Research Statement

The Centers for Disease Control and Prevention has labelled bacterial antimicrobial resistance (AMR) a global threat [1] due to the consistent increase in yearly AMR-associated human cases [2,3]. AMR is most concerning in six “ESKAPE” bacteria (Enterococcus faecium, Staphylococcus aureus, Klebsiella pneumoniae, Acinetobacter baumannii, Pseudomonas aeruginosa, and Enterobacter species) due to their role in hospital-acquired infections [4]. However, AMR in non-pathogenic bacteria is also concerning as these bacteria have been shown to be a reservoir for AMR genes, which can be horizontally transferred into human pathogens [5,6]. While being extremely useful traditional antimicrobial compounds are typically non-specific and target a wide range of microbes, including beneficial bacteria, depending on their mechanism of action [7]. The emergence of high throughput sequencing techniques and utilization of CRISPR-Cas systems has allowed for a more specific targeting of bacteria carrying specific genes or sequences [8].

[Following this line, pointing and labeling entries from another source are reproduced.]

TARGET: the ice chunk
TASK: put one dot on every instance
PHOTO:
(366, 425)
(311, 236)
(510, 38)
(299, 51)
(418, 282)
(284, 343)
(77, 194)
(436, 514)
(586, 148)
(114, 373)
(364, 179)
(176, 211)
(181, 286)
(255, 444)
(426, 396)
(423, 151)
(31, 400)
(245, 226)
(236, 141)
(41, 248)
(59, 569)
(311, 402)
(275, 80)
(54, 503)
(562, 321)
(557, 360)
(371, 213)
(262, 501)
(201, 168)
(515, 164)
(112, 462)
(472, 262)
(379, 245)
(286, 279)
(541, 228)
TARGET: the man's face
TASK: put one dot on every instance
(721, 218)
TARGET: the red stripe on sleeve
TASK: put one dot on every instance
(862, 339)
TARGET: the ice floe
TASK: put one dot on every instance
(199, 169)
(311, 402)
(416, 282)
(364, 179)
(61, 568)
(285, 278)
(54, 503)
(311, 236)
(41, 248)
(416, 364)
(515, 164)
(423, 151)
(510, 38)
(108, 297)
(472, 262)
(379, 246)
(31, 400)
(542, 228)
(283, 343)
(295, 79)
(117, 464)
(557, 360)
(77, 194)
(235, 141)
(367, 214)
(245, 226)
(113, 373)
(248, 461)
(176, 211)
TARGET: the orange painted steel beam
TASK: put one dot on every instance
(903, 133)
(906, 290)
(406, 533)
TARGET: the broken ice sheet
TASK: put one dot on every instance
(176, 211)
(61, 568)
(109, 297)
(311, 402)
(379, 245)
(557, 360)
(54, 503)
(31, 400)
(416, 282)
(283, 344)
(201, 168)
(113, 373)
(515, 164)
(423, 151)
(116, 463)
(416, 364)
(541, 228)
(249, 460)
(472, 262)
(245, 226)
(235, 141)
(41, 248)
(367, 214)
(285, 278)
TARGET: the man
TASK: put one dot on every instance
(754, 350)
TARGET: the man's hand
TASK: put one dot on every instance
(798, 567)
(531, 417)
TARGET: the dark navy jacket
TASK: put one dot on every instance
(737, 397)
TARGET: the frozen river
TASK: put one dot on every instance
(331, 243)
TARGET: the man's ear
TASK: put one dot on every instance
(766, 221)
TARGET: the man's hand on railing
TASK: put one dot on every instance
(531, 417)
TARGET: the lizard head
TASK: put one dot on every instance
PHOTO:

During my graduate career I worked with the foodborne human pathogen Listeria monocytogenes, which is notorious for its ability to persist in food processing facilities due to its antimicrobial resistance, resistance to cold temperatures and ability to form biofilms [9]. It can also cause serious illness in humans due to its ability to cross the blood-brain and placental-neonatal barriers [10]. I studied antimicrobial reistance in L. monocytogenes and the use of bacteriophage as an alternative antimicrobial agent against hypervirulent L. monocytogenes strains. I investigated bacteriophage resistance prevalence and the genetic determinants responsible for bacteriophage resistance in L. monocytogenes. Through the use of high-throughput screening and whole-genome sequence analysis I was able to determine common bacteriophage resistance mechanisms and how they were distributed across the L. monocytogenes species, which harbors an large amount of genetic diversity. This information is crucial to understand when developing and deploying bacteriophage as an antimicrobial, either as a therapeutic or to decontaminated surfaces in hospitals or food processing facilities.

Since joining the NCSU Biotechnology Program, and working predominantly with undergraduate students, I have shifted my focus to the opportunistic human pathogen Serratia marcescens, which you may recognize as the pink residue found in bathrooms. I have also moved from the use of native bacteriophage as an antimicrobial to bacteriophage equipped with CRISPR-Cas systems in order to increase the efficiency of cell killing while also circumventing the typical phage lytic cycle, which controls the spread of these phage into the environment.